Analysis – What Has Happened Here? 

In July it emerged that £400,000 of the facility had been drawn down and KCP has now assured the other three parties that it will not draw down any further funds under the facility until such time as the shares have been removed from the arrangement.

BusinessCann understands this £400,000 is being used by KCP to open a new overseas office with associated staff recruitment as it pursues further  ‘opportunities in the cannabis space’.

KCP is said to be in ‘expansion mode’ and any suggestions it is short of cash are ‘inaccurate’. Sources describe the rules transgression as ‘technicality’ highlighting how five staff members are all loan guarantors for the first year of the Brown Shipley loan agreement.

KCP’s latest annual Companies House accounts for the year end March 31, 2020, show that it had a net worth of £10.5m.

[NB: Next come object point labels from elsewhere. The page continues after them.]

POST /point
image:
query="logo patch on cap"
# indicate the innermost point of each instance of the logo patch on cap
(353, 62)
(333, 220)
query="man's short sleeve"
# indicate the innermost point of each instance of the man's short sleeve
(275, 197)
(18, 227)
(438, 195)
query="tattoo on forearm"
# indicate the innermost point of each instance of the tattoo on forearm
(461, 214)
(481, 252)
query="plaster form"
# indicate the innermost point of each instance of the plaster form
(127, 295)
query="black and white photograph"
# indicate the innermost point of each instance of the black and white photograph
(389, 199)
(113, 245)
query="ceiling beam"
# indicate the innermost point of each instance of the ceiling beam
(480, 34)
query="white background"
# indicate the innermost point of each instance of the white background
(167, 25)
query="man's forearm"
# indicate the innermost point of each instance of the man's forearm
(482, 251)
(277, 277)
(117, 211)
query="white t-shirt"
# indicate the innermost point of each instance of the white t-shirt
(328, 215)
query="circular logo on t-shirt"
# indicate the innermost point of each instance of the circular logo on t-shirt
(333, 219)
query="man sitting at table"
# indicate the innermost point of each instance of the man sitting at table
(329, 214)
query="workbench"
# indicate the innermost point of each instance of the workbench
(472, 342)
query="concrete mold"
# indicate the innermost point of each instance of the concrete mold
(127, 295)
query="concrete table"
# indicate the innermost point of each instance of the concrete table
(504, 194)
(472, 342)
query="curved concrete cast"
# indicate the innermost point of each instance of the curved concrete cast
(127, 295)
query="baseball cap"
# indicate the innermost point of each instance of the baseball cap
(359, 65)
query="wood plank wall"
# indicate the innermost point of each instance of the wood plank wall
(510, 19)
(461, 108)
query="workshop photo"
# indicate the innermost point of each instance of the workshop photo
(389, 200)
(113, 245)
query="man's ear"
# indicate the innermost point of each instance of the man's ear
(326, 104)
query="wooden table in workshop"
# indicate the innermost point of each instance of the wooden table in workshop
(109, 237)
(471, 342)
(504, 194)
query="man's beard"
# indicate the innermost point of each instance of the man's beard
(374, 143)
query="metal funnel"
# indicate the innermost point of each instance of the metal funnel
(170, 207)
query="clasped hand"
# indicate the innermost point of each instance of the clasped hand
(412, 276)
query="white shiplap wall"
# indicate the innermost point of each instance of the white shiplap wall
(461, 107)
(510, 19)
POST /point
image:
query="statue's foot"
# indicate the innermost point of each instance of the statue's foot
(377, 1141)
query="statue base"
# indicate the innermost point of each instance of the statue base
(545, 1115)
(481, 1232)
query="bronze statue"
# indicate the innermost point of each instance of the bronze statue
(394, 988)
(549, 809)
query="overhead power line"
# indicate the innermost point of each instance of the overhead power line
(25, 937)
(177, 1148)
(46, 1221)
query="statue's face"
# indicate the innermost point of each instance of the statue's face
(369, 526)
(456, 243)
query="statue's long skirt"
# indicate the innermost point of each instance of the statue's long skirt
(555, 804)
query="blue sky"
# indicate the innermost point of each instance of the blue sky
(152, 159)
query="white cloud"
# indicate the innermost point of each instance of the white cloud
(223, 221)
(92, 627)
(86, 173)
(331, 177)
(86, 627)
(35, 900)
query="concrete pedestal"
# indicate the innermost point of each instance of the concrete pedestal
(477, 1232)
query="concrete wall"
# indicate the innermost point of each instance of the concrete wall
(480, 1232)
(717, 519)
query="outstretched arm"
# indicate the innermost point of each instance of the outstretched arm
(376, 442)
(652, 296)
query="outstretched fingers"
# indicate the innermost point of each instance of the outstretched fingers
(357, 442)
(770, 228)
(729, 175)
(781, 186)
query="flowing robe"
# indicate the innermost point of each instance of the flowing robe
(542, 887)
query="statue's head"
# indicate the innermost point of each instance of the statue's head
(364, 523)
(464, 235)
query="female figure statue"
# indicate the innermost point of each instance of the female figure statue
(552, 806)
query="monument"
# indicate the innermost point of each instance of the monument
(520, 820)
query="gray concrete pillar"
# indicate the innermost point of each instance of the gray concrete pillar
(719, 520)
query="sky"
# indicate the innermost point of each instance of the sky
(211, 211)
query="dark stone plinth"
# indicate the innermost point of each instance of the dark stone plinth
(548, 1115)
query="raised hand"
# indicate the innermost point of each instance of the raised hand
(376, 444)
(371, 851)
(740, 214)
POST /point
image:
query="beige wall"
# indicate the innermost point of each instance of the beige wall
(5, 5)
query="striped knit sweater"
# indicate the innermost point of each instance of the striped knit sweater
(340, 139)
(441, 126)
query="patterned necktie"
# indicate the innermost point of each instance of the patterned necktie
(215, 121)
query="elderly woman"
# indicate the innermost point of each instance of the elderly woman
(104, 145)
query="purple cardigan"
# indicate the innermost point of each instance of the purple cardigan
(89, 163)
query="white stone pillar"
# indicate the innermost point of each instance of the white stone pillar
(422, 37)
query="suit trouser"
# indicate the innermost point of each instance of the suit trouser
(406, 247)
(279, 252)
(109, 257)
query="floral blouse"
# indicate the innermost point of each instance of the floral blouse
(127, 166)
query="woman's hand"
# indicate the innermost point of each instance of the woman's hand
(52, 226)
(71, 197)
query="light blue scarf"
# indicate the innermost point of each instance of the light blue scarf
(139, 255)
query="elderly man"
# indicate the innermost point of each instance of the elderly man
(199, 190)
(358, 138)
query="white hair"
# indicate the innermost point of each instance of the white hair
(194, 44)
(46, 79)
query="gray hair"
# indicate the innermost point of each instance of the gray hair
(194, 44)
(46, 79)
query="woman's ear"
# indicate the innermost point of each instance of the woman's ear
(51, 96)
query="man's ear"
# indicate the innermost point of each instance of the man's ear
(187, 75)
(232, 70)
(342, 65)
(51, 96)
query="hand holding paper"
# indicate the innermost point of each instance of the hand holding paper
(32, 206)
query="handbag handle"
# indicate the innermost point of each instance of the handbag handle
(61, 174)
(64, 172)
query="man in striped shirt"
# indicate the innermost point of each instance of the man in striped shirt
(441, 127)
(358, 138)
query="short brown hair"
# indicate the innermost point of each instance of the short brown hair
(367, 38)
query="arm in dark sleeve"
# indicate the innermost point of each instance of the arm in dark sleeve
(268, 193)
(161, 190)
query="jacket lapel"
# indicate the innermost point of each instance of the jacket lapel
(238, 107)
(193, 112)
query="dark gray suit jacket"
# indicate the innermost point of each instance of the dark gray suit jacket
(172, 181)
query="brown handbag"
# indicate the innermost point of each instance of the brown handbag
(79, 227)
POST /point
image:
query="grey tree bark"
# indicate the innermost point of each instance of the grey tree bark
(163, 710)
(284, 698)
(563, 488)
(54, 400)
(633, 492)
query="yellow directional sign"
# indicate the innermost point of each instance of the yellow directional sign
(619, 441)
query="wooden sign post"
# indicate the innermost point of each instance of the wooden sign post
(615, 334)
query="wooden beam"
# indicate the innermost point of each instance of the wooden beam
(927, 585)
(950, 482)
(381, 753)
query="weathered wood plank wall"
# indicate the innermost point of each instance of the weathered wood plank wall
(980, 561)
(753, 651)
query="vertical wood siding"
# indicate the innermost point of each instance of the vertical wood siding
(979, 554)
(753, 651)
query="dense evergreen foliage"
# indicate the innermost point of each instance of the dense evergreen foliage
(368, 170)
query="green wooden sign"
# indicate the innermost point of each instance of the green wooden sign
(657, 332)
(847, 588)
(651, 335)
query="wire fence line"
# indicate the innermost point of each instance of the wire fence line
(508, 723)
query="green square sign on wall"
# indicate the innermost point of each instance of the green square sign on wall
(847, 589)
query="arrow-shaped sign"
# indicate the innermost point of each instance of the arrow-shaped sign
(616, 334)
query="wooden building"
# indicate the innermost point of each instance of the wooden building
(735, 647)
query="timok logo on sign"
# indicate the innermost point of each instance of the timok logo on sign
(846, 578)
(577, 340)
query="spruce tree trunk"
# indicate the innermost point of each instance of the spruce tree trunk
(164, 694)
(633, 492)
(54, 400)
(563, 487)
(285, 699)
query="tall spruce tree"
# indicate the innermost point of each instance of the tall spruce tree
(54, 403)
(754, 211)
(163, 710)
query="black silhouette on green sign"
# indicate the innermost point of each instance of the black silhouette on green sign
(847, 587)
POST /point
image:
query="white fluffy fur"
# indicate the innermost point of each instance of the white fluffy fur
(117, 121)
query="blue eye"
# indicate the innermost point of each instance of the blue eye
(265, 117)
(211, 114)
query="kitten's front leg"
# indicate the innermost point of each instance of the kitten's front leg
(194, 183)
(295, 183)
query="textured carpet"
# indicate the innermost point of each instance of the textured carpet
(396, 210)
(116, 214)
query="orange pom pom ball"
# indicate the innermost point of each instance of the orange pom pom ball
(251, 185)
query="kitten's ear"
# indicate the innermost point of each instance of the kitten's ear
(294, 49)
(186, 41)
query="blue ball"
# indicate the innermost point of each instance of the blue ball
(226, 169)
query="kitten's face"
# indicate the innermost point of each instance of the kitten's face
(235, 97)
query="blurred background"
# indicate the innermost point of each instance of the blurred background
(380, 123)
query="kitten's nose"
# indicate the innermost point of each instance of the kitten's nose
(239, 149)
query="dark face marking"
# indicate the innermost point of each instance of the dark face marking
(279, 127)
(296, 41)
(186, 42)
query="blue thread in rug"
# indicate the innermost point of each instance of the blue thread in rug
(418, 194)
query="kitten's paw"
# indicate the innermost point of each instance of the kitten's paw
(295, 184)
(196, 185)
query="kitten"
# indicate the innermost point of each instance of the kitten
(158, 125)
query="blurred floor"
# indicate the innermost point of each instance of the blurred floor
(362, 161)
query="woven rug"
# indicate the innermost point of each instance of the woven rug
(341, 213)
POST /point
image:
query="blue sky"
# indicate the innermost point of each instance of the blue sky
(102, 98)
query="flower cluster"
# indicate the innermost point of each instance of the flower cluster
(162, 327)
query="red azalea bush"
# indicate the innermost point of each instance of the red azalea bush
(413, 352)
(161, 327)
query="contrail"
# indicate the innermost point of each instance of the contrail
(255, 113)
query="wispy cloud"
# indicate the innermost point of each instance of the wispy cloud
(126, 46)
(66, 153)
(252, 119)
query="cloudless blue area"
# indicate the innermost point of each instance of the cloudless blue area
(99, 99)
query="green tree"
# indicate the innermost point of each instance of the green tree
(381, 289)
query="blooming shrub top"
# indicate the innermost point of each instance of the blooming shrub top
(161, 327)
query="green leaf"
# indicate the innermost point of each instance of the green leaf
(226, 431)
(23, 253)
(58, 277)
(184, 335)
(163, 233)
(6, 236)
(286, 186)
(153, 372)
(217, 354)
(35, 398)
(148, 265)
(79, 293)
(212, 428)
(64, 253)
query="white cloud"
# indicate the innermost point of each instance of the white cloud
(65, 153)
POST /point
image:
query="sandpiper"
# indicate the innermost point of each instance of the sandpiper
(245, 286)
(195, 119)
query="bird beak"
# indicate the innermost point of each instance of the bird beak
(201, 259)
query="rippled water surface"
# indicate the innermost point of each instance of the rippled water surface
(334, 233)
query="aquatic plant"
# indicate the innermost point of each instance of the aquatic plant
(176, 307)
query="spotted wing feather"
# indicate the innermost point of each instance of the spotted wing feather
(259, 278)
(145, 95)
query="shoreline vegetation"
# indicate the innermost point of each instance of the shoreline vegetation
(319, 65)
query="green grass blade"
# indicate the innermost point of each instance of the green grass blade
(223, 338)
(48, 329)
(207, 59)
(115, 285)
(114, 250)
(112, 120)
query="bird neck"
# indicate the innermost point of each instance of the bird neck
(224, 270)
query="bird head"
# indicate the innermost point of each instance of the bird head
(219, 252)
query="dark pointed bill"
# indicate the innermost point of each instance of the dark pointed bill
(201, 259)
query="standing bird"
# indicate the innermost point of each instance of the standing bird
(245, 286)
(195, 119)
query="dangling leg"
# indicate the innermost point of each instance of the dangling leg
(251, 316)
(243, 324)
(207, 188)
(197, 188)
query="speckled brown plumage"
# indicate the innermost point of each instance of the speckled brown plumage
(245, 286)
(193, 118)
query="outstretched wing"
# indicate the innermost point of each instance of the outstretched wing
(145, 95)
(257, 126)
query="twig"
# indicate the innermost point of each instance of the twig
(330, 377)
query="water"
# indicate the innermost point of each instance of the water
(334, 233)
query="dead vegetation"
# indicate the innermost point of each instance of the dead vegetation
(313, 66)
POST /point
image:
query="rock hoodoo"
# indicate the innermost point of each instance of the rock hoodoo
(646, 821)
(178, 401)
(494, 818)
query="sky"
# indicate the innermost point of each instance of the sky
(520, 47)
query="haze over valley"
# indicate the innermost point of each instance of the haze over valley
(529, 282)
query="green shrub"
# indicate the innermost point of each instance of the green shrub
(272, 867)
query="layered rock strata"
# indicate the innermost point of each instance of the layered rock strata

It had £1,155,875 of liabilities – including loans of £900,035 – falling due within 12 months, compared to £262,052 that were outstanding for re-payment within one year at the end of 2019.

BusinessCann understands these outstanding amounts represent loans from KCP’s overseas parent company Kingsley Capital (Cayman).

In a statement provided to BusinessCann KCP said: “Kingsley Capital Partners is a Multi Family Office investment firm, backed and supported by a number of UHNW (ultra-high net worth) families; KCP’s finances are extremely robust. The Brown Shipley loan facility was secured in July 2021 for the purposes of fuelling KCP’s plans for growth, which remain unaffected.” 

One financial expert said it was a ‘massive own goal’ to breach a Lock-in Agreement with the market not taking kindly to the revelations as shares fell further, from 2.5p to 2p.

OCT’s shares have fallen sharply since flotation when they first traded at 4.8p. MD John Lucas told BusinessCann last week that the board had been left ‘shaking their head in disbelief’ at its market performance to date.

The market analyst suggested the breach of the Lock-in demonstrated a ‘lack public market experience’.